Another priority is supporting STEM education. My background is in STEM education, having run a non-profit science education program for nine years prior to getting elected to the assembly. STEM has always been a priority.
This year, I introduced a bill to allow high schools who are sufficient in science, technology, engineering, and math, to affix the STEM seal on their diploma, and it moved the bill all the way through.

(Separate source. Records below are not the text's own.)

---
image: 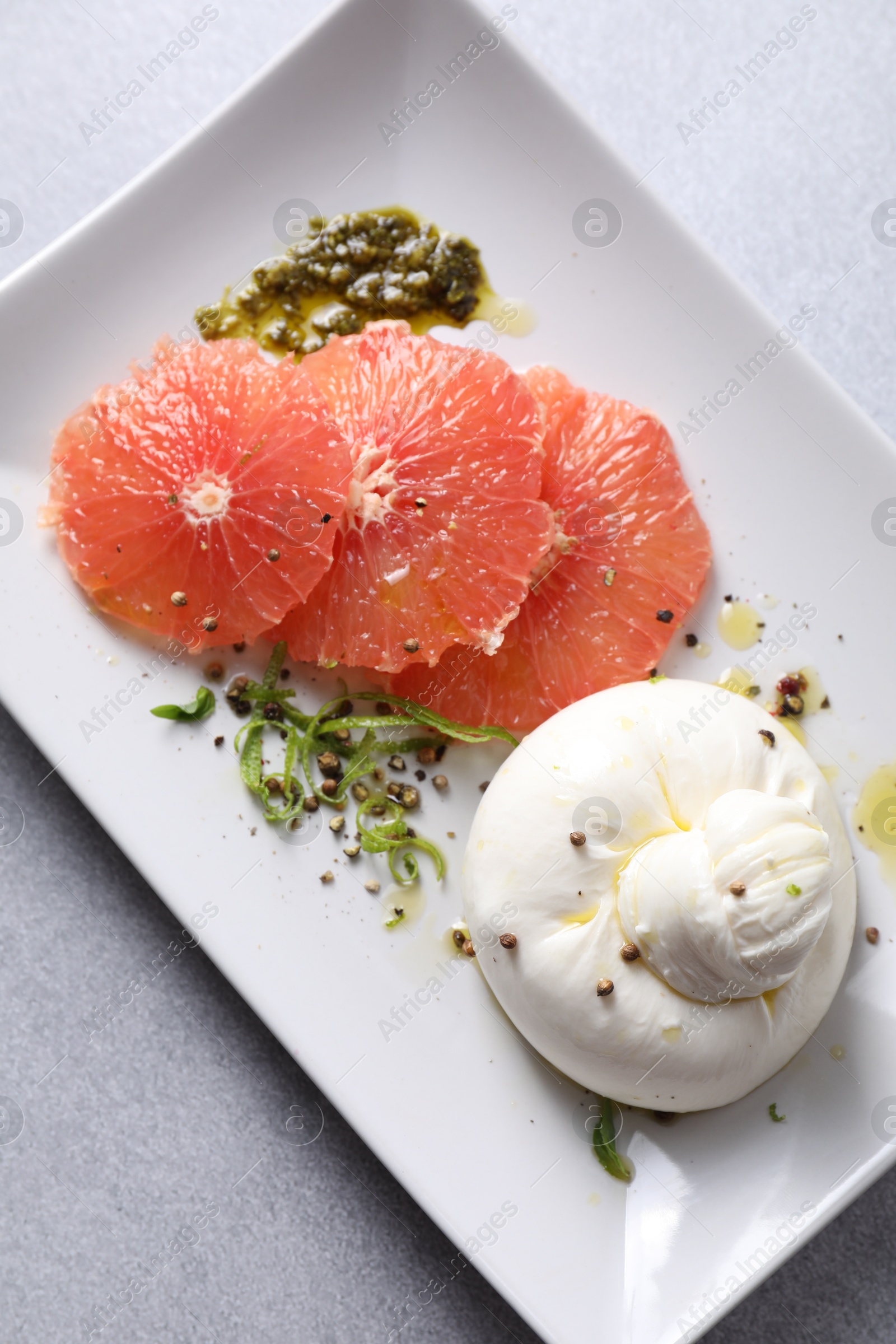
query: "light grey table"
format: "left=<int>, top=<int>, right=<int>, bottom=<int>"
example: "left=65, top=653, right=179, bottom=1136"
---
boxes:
left=0, top=0, right=896, bottom=1344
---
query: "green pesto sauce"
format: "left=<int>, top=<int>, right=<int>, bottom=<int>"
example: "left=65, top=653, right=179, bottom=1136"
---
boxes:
left=195, top=206, right=492, bottom=359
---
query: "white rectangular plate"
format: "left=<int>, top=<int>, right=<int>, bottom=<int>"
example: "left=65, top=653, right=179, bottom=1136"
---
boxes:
left=0, top=0, right=896, bottom=1344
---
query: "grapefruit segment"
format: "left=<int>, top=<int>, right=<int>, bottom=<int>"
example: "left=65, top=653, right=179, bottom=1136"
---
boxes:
left=265, top=321, right=553, bottom=672
left=44, top=342, right=351, bottom=652
left=390, top=367, right=711, bottom=734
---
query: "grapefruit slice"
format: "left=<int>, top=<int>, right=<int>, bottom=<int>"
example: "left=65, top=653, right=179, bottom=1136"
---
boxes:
left=265, top=321, right=553, bottom=672
left=390, top=368, right=711, bottom=734
left=43, top=340, right=351, bottom=652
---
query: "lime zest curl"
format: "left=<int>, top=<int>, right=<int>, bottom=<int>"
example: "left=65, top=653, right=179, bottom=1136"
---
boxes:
left=152, top=640, right=518, bottom=881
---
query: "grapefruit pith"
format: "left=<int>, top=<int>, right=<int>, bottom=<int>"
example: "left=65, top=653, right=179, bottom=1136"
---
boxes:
left=390, top=368, right=711, bottom=732
left=265, top=321, right=553, bottom=672
left=43, top=342, right=351, bottom=652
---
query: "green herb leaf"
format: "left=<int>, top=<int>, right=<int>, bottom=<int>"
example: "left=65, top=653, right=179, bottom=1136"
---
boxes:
left=149, top=685, right=215, bottom=723
left=591, top=1096, right=631, bottom=1182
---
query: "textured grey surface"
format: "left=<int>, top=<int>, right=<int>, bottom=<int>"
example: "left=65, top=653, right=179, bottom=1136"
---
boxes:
left=0, top=0, right=896, bottom=1344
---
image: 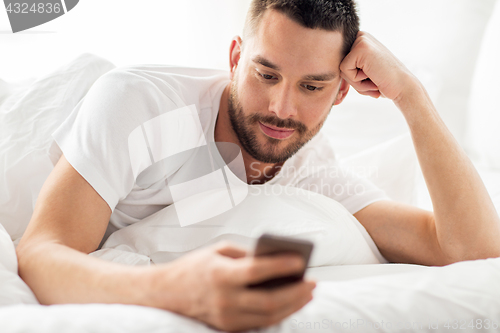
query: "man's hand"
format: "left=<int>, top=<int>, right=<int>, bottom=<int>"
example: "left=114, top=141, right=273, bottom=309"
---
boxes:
left=340, top=32, right=500, bottom=265
left=150, top=242, right=315, bottom=331
left=340, top=31, right=414, bottom=100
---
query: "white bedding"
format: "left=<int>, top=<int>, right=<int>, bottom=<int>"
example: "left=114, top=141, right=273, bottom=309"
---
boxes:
left=0, top=55, right=500, bottom=333
left=0, top=259, right=500, bottom=333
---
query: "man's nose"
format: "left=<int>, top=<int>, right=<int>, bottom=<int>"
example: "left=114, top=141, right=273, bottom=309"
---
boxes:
left=269, top=82, right=297, bottom=119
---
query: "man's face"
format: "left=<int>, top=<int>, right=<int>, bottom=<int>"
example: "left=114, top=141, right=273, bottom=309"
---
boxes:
left=228, top=10, right=349, bottom=163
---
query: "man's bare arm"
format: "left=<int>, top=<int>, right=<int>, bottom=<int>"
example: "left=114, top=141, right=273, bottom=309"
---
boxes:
left=17, top=156, right=315, bottom=331
left=17, top=156, right=152, bottom=304
left=341, top=32, right=500, bottom=265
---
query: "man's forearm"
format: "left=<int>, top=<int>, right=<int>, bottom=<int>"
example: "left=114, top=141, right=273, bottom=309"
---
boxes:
left=394, top=80, right=500, bottom=260
left=18, top=243, right=161, bottom=306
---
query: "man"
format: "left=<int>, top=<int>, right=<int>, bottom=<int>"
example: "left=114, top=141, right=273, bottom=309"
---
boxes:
left=17, top=0, right=500, bottom=331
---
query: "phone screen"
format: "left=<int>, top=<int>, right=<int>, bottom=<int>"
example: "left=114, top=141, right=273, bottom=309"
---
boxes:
left=248, top=234, right=313, bottom=289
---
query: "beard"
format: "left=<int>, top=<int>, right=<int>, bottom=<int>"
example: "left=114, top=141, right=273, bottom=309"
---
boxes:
left=228, top=74, right=328, bottom=163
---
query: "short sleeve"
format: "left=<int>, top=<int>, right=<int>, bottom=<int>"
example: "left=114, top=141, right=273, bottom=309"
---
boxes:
left=52, top=68, right=178, bottom=211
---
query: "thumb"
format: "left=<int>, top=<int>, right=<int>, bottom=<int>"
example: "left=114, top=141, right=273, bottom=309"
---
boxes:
left=215, top=241, right=247, bottom=259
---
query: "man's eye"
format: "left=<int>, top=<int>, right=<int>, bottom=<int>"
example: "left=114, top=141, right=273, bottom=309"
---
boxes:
left=304, top=84, right=319, bottom=91
left=260, top=73, right=274, bottom=80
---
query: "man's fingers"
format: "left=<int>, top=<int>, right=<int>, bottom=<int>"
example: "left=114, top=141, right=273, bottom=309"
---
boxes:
left=340, top=73, right=380, bottom=98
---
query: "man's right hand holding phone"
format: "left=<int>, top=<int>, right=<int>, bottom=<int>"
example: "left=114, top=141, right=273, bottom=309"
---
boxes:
left=150, top=242, right=316, bottom=331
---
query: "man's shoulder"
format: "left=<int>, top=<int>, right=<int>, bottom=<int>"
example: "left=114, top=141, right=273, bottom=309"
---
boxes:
left=95, top=64, right=229, bottom=105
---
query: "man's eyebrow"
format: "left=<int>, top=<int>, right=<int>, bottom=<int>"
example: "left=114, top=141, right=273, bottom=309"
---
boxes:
left=304, top=72, right=337, bottom=81
left=252, top=56, right=280, bottom=71
left=252, top=55, right=338, bottom=81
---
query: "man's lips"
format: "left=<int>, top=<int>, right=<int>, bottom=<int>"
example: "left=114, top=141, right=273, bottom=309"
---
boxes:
left=259, top=121, right=295, bottom=139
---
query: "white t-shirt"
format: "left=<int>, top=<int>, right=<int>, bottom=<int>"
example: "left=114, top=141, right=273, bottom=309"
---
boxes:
left=52, top=65, right=388, bottom=228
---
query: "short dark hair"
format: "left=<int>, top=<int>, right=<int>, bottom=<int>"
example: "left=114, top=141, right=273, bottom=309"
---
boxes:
left=243, top=0, right=359, bottom=56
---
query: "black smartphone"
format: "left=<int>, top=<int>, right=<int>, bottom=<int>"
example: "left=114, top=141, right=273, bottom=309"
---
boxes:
left=248, top=234, right=314, bottom=289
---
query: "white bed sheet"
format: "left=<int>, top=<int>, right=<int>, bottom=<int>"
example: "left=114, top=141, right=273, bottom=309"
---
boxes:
left=0, top=259, right=500, bottom=333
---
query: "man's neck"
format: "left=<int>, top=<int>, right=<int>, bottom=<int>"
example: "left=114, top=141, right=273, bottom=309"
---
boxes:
left=214, top=84, right=283, bottom=185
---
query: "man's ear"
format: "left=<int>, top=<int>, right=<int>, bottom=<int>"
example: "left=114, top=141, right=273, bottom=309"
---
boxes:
left=229, top=36, right=242, bottom=80
left=333, top=79, right=350, bottom=105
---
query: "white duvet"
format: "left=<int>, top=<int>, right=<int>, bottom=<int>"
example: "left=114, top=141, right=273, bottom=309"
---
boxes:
left=0, top=55, right=500, bottom=333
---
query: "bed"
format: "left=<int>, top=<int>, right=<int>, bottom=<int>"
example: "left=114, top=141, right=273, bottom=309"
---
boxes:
left=0, top=54, right=500, bottom=332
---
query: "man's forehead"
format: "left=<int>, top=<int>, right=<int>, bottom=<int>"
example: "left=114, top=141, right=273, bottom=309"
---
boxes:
left=251, top=55, right=338, bottom=81
left=244, top=9, right=343, bottom=72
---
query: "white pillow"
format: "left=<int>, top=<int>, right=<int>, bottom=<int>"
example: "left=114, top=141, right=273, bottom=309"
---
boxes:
left=466, top=2, right=500, bottom=170
left=0, top=225, right=38, bottom=306
left=94, top=184, right=387, bottom=267
left=340, top=132, right=420, bottom=205
left=0, top=54, right=115, bottom=240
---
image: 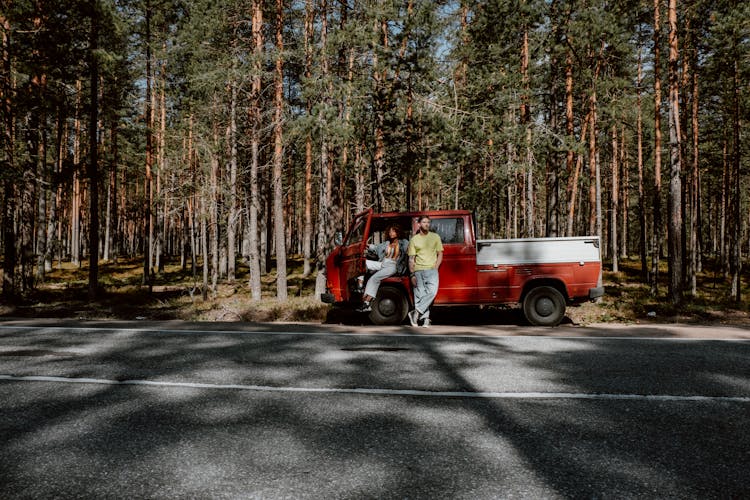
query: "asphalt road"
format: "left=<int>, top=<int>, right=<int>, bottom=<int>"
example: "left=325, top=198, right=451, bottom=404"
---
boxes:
left=0, top=321, right=750, bottom=499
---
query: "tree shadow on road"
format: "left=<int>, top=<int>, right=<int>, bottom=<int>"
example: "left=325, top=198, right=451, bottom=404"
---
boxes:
left=0, top=328, right=750, bottom=498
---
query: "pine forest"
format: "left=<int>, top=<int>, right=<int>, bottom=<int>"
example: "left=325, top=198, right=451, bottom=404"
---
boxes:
left=0, top=0, right=750, bottom=314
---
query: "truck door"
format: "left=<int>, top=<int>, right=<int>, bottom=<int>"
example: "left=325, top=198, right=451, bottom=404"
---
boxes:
left=431, top=215, right=477, bottom=304
left=338, top=210, right=372, bottom=301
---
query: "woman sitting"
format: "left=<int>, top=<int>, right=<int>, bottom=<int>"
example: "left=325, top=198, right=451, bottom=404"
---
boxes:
left=357, top=224, right=409, bottom=312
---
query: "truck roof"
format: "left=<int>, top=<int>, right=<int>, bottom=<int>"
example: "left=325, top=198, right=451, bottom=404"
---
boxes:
left=363, top=210, right=471, bottom=217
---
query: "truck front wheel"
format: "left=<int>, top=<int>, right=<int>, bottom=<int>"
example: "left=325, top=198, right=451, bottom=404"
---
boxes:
left=523, top=286, right=565, bottom=326
left=370, top=286, right=409, bottom=325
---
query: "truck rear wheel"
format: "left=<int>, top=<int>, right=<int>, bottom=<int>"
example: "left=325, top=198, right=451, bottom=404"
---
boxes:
left=523, top=286, right=565, bottom=326
left=370, top=286, right=409, bottom=325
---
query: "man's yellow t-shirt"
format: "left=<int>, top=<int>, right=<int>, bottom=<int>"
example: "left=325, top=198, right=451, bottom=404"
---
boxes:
left=407, top=232, right=443, bottom=271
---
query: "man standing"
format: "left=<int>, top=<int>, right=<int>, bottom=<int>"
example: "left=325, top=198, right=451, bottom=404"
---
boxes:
left=407, top=215, right=443, bottom=328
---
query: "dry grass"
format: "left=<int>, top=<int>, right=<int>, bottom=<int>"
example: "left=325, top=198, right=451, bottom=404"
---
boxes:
left=569, top=260, right=750, bottom=325
left=0, top=259, right=329, bottom=322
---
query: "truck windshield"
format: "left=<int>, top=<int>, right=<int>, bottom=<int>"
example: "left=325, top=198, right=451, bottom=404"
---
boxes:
left=344, top=217, right=367, bottom=246
left=430, top=217, right=464, bottom=244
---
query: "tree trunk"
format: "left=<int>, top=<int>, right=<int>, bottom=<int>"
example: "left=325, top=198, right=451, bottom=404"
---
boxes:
left=668, top=0, right=683, bottom=305
left=143, top=0, right=154, bottom=292
left=69, top=80, right=82, bottom=266
left=302, top=0, right=315, bottom=277
left=0, top=12, right=17, bottom=299
left=651, top=0, right=661, bottom=296
left=88, top=0, right=99, bottom=300
left=732, top=57, right=742, bottom=304
left=273, top=0, right=287, bottom=301
left=609, top=125, right=620, bottom=273
left=227, top=81, right=238, bottom=283
left=248, top=0, right=263, bottom=301
left=688, top=48, right=700, bottom=297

STEM education. Parental choice. I love education. I t would be great to do even more on education reform, somehow, but all of those bills get held. It’s gotten to the point where Democrat Dr. Shirley Weber, a Democrat Assemblywoman, who used to be a teacher, she’s a professor, she’s said, “When are we going to start thinking about our kids?” She was real force for bi-partisan education reform, which was huge this year. I am cautiously optimistic that we can get things done, given the 2014 class that has come in and really wanted to try to make a difference and an impact.